I grew up as a Pentecostal, and this is actually an Australian accent, as you probably realize, I’m not speaking in tongues; though you may doubt that at some point. I don’t know what your experience was, but, my experience was pretty much: what happened on Sunday really had nothing to do with the rest my Christian life in the work place. I was talking to a couple of Regent board members about 6 months ago, maybe a bit longer, 18 months ago, and uh ... you’ve turned that light on me haven’t you? And the Lord said ‘let there be darkness’ and there was. [laughter] Thank you! Good. Ah, this is more important than me, so, I want you to see those images. I asked them, as we were preparing for this meeting, how many of you here on a Sunday morning have anything that has the slightest bit to do with your weekly work life? And one person out of the ten said ‘sometimes’. Now that’s a tragedy. But that was my Christian background. We were waiting for the eschaton; waiting for the rapture. And I remember (some of you have heard this story) when I was about ten or twelve years old, living in Western Australia, the Six Day War was on. Some of you remember the 6 Day War? Israel, Egypt, Armageddon? That kind of stuff? Well, I went to bed one night in the middle of that war and just FULL of eschatological anticipation. I wouldn’t have called it that back then at ten, but that’s what it was. Now I’m old enough to recognize it. Well, in the early hours of the morning, wee hours of the morning, we weren’t that far from a major trucking route, apparently some very large articulated vehicle felt the need to blow their air horn. Bah raaaaah! Well, there I was! I was just ready to go, and [laughter] talk about leaping for the Lord. A very disappointed boy woke up on the wrong side of the ceiling the next morning.
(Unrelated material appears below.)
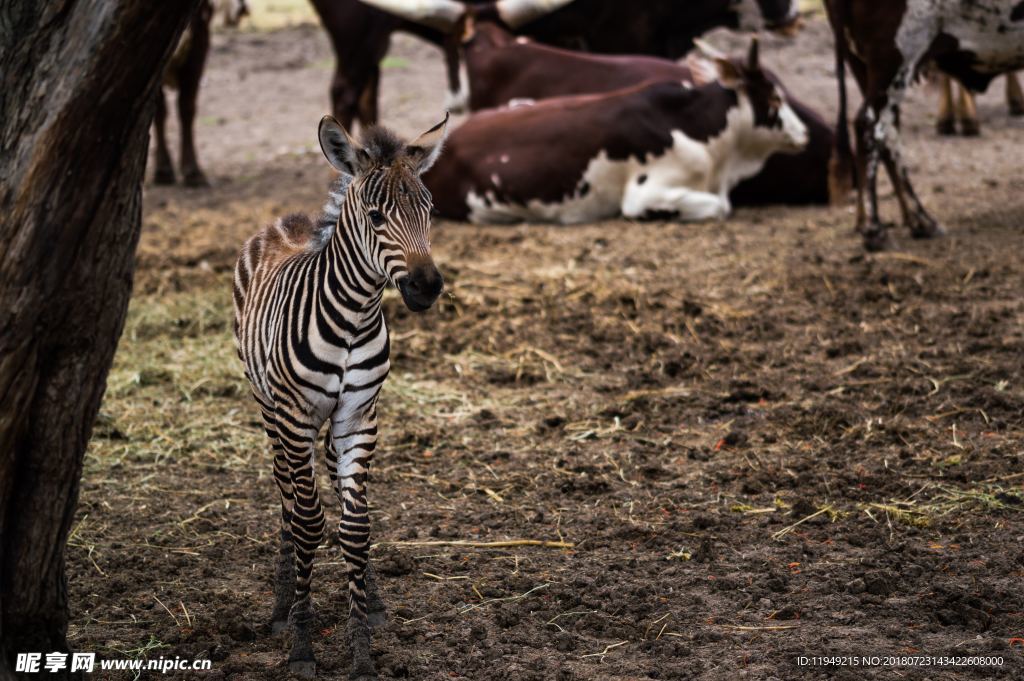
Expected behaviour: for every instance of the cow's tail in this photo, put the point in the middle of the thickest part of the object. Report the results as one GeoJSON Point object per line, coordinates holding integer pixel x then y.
{"type": "Point", "coordinates": [842, 176]}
That’s what I grew up with. That being Christian was about eventually leaving this place. Then I went to seminary and began to do some study and discovered some other things were going on. Notably, when I read the book of Revelation, I discovered this: What does the new Jerusalem do? You can read it, right there in front of you. Check your Bibles, I haven’t fiddled with the text. The new Jerusalem does what? Comes down out of heaven. Now this is a bit of a shock. You do understand of course that Pentecostals own the title to the book of Revelation. We let you read it provided you pay a poll tax, eh. Now the same applies to Acts chapter 2, that’s our chapter but the one about sharing things with one another, that can belong to somebody else but we’ve got Acts chapter 2, that’s ours. Now, it’s a funny thing isn’t it, how you can read a text and it can be your text that defines who you are and never really see what it says. So what would have happened was, here I am whizzing up into the air and I would of waved at Jesus as he comes down ... heading in other directions.

Now, I’m convinced folks, our eschatology has a huge amount to say about the way we do evangelism. Because it says a great deal about how we view creation. I was talking to Ray about what it means to him to be a first nations person and worshipping, and there are some people in his tradition that get very nervous about feathers and smoke. And I think that grows out of a very faulty, perhaps even pagan, view of the nature of creation. I think if they had more of a Christian view, they might not get so upset about those things ... though I understand it's a little more complex. People who've grown up with certain associations connected to those objects, well, it'll be unsettling for them. But for a generation whose not grown up with those kind of associations, then there's a sense in which these things are pure. It can be then used in the service of worshipping God.